Donnerstag, 7. August 2014
Siechenhaus (VII)
XII

Leben und Tod auf der Straße gehört bereits zum Alltag, auch hier in Hochfeld. Eine alte Frau zog jahrelang mit zerfetzter Kleidung, einigen Tüten und machmal mit einem klapprigen Handwagen durch den Stadtteil. Sie starb unter den Arkaden, einer ehemaligen Einkaufsmeile, die von Schnellimbissen, einem Internetcafé mit Wechselstube und einem Spielsalon genutzt wird. Die Müllabfuhr fand sie an einem Morgen, wie aus einer Pressenotiz zu lesen war, den Nacken zurückgebogen, mit offenem Mund, den Hinterkopf im Rinnstein. Und rief einen Rettungswagen. Es war zu spät. In Duisburg kein Einzelfall. Doch dies wird erst der Anfang sein, wenn solche Vorkommnisse in größerer Anzahl geschehen. In Straßen, Hauseingängen, in Parks: in massenhafter Variation.

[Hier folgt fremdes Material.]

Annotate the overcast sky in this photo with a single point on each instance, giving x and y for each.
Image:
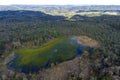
(61, 2)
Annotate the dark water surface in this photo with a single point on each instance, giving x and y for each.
(73, 40)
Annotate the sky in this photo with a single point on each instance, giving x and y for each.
(60, 2)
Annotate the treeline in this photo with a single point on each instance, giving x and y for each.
(32, 34)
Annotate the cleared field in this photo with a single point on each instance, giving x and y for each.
(59, 50)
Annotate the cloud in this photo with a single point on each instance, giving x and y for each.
(61, 2)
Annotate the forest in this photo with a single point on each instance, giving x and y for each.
(31, 29)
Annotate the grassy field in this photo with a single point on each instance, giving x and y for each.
(57, 51)
(54, 52)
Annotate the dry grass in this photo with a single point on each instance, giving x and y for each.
(87, 41)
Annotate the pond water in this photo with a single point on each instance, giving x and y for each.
(26, 69)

Danke für die Unterstützung. Ich benötige Sie später noch einmal. Sie müssen mir in Sachen Kultur helfen. Wir haben sie im Klinikum abgeschafft! Auch Natur ist nicht mehr Natur. Aber ganz verstanden habe ich diese Vorgänge nicht, denn Künste und Traktate werden von unseren Patienten gepflegt. - Sie müssen wissen, dass eine bereichernde Beschäftigung, ja eine Herausforderung für die alten Menschen lebenwichtig ist, um nicht vorzeitig zu verkümmern. Aber zurück zu den Knochen und Gelenken: Im Laufe der Jahrzehnte verschleißt nicht nur das menschliche Skelett, es können heftige Reumaschübe, Knochenverformungen, sogar ein Zerbröseln auftreten. Wunder sind leider nicht zu vollbringen, auch nicht von unseren Ärzten. Eine Heilung, die normalerweise mit einer Erkrankung assoziiert wird, ist nur in seltenen Fällen möglich. Alterbedingte Prozesse sind unumkehrbar. Wir sehen es deshalb als unsere Aufgabe an, unseren Patienten das Leiden zu erleichtern. Dabei helfen auch kuriose Geräte wie dieser Galgen, mit dem das Skelett in der Länge gestreckt werden kann.


XIII

Sie hatten uns vom Himmel im Haus erzählt. Ist die Klinik eine christliche Einrichtung, gehören Sie zu einer Kirche? Gibt es keine Gleichbehandlung?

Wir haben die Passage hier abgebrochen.